At Nisa Homes, we see many women who have a difficult time recognizing that they were faced with a repetitive cycle of abuse, as abusers will often use various tactics to maintain control, including isolation, threats, and humiliation, as well as blame the victim or make the victim feel as if they are the only one that can help them.
In order to help more women recognize and break the cycle of domestic violence, understanding and recognizing the four stages in the cycle is crucial.
Stage 1: Building Tension
In the first stage, tension in the home starts to rise, which is usually associated with some form of stress that is causing the abuser to feel powerless. The stressor could be one of many things, like work, money, or bills. Feeling powerless causes the abuser to lash out verbally towards their partner, who in turn tries to placate them and tries to anticipate their every need. More often than not, the tension becomes similar to “walking on eggshells”, where the victim feels they must do anything they can to please the abuser and avoid their anger.
Stage 2: Incident
The build up of tension leads to extreme acts of verbal, physical or sexual attacks which are often followed up with excessive anger and threats.

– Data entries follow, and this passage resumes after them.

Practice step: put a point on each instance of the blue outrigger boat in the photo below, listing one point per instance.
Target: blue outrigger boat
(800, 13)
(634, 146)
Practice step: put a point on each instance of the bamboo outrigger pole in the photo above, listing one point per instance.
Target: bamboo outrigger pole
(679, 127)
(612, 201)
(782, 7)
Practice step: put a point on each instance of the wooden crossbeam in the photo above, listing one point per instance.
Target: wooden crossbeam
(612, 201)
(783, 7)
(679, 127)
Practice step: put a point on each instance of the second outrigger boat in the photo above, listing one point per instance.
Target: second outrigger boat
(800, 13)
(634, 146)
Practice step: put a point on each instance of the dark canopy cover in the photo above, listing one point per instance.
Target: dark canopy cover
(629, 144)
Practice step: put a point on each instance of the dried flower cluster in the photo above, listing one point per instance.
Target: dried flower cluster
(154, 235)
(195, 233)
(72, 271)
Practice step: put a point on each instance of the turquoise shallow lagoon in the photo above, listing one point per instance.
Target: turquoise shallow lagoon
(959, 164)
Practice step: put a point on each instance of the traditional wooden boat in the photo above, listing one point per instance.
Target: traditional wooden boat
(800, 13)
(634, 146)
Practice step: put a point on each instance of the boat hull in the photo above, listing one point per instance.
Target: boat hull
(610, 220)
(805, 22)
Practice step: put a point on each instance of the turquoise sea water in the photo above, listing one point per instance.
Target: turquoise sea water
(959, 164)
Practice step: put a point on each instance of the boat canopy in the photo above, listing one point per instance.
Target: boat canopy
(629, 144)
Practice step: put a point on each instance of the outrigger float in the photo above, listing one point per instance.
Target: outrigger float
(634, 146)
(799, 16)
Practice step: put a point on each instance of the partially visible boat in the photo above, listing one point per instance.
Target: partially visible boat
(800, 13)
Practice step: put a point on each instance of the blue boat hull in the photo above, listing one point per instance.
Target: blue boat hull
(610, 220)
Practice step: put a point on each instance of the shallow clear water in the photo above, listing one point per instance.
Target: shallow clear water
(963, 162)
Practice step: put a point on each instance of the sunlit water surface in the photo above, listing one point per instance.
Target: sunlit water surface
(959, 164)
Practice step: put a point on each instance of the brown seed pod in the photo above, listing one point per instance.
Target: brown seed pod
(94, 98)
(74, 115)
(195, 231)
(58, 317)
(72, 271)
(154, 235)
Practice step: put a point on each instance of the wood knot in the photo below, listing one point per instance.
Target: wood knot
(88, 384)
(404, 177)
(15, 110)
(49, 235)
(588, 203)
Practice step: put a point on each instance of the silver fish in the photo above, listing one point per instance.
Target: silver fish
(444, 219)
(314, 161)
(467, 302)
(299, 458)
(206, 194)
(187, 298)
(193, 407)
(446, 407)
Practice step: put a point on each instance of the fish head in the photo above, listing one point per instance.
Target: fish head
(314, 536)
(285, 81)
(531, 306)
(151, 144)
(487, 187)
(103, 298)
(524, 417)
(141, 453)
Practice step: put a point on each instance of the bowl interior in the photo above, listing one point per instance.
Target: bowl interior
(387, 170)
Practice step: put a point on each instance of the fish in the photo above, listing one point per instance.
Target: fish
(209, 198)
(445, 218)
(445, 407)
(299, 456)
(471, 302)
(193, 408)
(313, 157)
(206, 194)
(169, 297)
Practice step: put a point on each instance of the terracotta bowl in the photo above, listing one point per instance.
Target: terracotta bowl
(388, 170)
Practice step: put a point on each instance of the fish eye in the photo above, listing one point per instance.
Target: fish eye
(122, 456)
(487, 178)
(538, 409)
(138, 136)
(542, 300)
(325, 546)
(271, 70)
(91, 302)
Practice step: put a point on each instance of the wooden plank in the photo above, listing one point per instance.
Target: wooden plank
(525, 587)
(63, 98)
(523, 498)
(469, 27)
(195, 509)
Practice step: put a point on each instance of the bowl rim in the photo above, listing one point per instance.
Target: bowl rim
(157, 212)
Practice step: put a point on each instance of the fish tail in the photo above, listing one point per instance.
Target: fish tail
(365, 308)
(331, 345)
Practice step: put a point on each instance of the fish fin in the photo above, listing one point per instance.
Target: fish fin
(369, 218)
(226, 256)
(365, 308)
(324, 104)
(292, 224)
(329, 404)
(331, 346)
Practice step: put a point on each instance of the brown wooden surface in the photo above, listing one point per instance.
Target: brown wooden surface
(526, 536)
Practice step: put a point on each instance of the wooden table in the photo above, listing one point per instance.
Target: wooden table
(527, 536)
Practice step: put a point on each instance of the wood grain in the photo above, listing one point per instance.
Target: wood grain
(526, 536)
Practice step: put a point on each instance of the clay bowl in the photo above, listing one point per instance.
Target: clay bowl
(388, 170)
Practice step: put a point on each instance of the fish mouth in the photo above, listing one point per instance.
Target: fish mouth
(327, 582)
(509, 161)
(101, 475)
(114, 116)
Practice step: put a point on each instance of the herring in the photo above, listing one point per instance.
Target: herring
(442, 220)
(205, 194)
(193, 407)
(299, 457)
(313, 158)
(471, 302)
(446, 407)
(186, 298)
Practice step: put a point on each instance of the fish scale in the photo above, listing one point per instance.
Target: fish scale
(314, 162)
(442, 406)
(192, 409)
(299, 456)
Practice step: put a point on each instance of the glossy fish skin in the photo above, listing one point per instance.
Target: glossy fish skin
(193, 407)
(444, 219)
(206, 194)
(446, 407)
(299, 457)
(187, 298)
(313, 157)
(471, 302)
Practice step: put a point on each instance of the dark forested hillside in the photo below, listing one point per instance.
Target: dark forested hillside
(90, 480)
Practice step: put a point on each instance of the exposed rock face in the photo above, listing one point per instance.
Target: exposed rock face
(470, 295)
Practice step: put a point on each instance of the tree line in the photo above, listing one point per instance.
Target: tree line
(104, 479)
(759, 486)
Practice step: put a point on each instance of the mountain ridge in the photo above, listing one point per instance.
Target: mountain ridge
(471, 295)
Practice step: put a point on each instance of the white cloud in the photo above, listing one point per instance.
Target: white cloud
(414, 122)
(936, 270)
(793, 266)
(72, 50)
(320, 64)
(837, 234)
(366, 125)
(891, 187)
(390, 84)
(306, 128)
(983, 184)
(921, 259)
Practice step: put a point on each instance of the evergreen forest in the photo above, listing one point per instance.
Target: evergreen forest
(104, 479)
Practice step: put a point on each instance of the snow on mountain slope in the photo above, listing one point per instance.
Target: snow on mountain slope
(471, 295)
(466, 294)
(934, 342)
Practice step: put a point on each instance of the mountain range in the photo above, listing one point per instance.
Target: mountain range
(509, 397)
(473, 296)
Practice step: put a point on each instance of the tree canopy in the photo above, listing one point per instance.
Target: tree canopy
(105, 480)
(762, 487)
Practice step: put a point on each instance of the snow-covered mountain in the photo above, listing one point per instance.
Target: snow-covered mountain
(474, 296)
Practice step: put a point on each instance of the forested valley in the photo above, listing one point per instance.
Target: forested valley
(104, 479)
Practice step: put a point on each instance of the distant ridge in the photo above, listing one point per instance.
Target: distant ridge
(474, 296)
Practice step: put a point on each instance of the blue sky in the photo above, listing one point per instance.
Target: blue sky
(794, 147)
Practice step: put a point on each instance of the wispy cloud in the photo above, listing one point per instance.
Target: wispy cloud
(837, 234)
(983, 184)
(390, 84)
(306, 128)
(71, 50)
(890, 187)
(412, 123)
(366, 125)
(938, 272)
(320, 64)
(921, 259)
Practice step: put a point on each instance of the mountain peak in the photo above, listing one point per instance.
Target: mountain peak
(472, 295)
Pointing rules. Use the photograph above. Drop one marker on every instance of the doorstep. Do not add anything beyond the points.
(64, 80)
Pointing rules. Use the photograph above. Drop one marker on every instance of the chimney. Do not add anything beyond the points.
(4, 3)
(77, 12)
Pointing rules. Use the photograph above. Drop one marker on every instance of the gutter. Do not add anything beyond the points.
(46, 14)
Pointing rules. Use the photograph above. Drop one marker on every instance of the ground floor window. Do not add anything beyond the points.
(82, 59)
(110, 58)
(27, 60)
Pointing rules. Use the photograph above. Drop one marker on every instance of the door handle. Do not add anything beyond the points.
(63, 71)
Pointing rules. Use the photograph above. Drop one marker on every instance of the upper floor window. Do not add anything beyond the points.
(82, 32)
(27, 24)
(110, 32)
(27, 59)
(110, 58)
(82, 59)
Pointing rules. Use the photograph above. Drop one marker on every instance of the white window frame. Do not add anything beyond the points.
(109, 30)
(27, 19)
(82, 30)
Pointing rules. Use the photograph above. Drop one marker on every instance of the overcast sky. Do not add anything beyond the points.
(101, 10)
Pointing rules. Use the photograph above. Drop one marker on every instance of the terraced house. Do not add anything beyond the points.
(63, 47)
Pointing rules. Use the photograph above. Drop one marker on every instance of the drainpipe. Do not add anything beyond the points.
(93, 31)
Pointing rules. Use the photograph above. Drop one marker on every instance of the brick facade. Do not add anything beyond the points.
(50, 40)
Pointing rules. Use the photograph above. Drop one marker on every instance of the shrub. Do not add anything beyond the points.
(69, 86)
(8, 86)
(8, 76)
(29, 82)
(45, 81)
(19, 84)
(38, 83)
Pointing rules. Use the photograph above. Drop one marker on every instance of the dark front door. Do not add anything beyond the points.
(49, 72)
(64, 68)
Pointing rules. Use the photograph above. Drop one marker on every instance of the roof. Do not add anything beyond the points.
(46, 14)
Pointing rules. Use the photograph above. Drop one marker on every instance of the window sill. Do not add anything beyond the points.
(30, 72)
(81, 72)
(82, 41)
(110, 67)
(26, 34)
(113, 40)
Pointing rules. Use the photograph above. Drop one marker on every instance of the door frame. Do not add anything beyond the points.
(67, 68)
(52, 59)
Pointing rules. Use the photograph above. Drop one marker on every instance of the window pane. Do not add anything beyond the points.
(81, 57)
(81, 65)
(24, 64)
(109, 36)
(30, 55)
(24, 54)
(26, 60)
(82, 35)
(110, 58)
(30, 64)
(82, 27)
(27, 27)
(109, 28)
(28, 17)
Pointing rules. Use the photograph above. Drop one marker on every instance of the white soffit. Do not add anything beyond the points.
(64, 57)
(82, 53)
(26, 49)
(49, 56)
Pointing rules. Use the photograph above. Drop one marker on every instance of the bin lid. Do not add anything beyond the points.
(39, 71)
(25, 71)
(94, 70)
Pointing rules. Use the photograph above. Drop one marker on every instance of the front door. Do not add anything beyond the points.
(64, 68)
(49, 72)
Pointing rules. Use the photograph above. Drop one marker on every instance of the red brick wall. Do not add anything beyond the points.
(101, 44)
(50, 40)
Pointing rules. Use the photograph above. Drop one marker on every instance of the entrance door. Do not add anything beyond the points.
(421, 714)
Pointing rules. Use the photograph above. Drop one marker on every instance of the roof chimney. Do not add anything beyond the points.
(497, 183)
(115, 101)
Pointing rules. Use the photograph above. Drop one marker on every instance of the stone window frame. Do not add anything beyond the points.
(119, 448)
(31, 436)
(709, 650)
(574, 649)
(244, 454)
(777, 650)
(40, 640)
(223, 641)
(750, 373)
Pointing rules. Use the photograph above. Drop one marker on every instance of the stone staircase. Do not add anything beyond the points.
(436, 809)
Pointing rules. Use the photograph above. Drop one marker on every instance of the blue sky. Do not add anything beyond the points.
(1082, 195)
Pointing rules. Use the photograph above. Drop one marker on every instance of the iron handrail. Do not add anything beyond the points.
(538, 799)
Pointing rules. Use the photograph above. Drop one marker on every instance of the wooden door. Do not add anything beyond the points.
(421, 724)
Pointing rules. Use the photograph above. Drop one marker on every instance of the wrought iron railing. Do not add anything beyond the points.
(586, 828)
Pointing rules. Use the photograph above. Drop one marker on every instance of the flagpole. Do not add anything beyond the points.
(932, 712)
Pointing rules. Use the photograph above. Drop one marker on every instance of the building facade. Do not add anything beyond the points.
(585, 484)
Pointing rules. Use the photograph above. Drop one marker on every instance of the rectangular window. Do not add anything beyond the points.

The abuse is always intentional and a way for the abuser to gain power over the other individual.
Stage 3: Reconciliation
The abuser’s defense mechanism leads them to justify and “apologize” for their action, turning any blame away from themselves, and instead blaming others or the situation. The abuser will often try to explain what happened and minimize the violence that occurred, and the victim will begin to accept the abusers false interpretation. Abusers often follow up with acts of love or false promises to be better in order to regain the trust of the victim.
Stage 4: Calm
This stage is also known as the “honeymoon” stage, where the incident is forgotten or ignored. Both the abuser and the victim live in denial in order to make their relationship work. However, since none of the actual problems are addressed, the cycle of abuse will continue.
It’s important to keep in mind that sometimes these behaviours will appear gradually over time, which can make it very difficult to recognize the cycle of abuse. If you or someone you know may be experiencing this pattern, know that the first step in breaking the cycle and getting the help you need, is simply recognizing that your situation may be abusive and reaching out for help.
Abuse is never okay, because everyone deserves to feel safe, respected and valued.